Most cancer patients die from metastasis, the dissemination of the primary tumour after cancer cells acquired the ability to migrate. Mesenchymal cancer cell migration is driven by actin filament nucleation at the leading edge of cells, the lamellipodium. They are nucleated into a dendritic array by the Arp2/3 complex which is activated by Scar/WAVE. Lamellipodia rapidly protrude and retract in an oscillatory manner to explore the extracellular matrix controlled by key regulators of Scar/WAVE, NHSL1 and Lamellipodin, which we have identified acting in feedback and feedforward loops. It is unknown how the protein complexes forming these signalling circuits dynamically interact at the nanoscale to form a narrow actin nucleation zone at the very edge of lamellipodia.

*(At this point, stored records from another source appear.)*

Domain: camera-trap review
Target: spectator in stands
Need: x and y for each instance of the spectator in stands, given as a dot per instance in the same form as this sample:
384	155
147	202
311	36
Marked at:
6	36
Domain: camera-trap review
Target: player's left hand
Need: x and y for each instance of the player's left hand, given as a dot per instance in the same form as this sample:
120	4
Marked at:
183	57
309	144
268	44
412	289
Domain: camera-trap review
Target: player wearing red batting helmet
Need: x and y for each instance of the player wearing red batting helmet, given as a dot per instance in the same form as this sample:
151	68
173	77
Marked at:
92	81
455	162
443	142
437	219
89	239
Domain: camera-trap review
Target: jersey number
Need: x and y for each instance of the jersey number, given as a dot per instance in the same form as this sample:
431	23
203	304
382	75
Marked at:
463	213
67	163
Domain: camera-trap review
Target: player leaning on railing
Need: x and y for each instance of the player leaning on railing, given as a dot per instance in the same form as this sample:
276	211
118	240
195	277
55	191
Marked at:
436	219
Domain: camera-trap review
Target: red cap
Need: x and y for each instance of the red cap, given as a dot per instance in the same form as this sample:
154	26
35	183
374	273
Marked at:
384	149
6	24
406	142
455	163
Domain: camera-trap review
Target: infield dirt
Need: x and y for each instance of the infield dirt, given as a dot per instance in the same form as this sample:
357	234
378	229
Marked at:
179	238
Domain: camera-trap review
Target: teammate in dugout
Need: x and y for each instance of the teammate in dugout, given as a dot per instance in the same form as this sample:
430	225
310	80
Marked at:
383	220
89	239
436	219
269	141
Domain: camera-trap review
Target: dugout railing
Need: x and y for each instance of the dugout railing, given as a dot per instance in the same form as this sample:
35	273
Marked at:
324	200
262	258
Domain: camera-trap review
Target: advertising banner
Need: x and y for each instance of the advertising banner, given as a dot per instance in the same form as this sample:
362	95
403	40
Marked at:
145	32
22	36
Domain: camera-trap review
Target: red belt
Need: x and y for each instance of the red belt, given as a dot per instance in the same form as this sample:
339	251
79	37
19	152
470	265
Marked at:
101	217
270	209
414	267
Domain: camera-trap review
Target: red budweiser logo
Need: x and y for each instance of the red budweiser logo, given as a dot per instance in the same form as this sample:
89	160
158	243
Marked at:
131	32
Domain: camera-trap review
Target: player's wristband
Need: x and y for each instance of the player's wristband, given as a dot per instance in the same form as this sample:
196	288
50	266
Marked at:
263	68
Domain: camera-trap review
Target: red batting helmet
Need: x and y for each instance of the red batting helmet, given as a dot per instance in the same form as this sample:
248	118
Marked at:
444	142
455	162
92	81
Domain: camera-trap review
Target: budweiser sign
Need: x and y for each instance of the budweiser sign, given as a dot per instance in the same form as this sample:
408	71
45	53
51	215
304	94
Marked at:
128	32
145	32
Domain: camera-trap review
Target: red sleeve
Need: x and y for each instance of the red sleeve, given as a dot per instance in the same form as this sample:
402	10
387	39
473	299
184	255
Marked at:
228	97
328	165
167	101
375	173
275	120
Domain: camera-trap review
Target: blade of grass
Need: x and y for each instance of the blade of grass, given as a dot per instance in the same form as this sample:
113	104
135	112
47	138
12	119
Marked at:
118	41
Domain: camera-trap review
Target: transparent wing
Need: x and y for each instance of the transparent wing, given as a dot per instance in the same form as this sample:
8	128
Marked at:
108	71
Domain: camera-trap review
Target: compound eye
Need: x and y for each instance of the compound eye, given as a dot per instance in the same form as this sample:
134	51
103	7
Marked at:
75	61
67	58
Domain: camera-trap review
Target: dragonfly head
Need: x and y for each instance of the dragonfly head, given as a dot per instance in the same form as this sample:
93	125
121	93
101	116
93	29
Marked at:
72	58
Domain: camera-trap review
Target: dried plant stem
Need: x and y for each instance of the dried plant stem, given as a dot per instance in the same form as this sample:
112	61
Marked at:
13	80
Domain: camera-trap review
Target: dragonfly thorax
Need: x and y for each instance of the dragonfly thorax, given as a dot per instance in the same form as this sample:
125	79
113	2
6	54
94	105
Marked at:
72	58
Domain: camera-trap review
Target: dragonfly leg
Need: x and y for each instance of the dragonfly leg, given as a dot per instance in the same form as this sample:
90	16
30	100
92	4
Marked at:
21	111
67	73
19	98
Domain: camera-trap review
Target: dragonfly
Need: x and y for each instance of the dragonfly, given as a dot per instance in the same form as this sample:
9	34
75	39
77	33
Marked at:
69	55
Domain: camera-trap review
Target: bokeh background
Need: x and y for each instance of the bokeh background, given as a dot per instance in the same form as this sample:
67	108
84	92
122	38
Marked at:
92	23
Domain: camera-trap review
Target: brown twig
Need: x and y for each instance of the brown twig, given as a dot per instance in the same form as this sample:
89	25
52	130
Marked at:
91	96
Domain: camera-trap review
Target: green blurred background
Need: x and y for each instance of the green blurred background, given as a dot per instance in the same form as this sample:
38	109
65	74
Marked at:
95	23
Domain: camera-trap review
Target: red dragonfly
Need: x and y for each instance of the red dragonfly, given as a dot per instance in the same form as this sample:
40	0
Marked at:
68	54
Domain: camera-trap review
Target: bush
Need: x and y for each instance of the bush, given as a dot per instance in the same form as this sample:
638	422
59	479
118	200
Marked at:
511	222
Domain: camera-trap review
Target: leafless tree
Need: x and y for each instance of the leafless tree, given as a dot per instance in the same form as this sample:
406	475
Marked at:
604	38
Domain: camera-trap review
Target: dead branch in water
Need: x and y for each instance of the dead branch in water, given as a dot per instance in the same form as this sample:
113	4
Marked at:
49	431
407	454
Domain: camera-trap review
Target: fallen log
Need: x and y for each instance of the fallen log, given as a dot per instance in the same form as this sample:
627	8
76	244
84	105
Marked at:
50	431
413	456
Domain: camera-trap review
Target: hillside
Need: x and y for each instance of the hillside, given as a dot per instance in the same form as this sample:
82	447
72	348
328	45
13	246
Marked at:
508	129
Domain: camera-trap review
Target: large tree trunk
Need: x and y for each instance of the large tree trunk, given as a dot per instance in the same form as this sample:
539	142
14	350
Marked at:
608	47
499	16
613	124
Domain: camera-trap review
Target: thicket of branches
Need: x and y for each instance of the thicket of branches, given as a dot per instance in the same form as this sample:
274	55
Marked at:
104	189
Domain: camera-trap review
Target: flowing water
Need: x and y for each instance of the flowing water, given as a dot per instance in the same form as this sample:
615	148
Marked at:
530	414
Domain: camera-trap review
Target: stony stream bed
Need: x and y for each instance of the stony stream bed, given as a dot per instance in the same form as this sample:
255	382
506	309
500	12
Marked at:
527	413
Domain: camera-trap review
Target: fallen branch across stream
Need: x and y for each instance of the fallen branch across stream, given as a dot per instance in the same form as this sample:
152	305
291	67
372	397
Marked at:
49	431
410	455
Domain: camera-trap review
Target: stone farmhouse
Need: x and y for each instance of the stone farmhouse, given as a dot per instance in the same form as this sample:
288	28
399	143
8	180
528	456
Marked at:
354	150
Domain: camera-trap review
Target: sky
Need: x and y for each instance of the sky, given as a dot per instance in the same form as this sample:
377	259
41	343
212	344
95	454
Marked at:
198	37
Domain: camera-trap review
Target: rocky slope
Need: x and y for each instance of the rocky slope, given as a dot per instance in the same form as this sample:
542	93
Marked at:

You will join our dynamic research teams, which are long-term collaborators. With expertise and supervision from the Ameer-Beg lab, you will modify a unique, existing, fast, live cell fluorescence lifetime microscope (FLIM) (a 1024 beam multifocal FLIM with 40Hz frame rate for single-molecule localisation and image correlation) and develop data analysis to perform and quantify single-molecule localisation FLIM.
With expertise and supervision from the Krause lab you will tune current NHSL1, Lamellipodin probes, and our ARP2/3 complex biosensors and develop novel Scar/WAVE biosensors for application in single molecule FLIM for use on this microscope.
Your work will, for the first time, allow the elucidation of the complex lamellipodia feedforward and feedback networks.
In summary, you will contribute to a detailed understanding of nanoscale signalling circuits controlling lamellipodia dynamics driving cancer cell migration.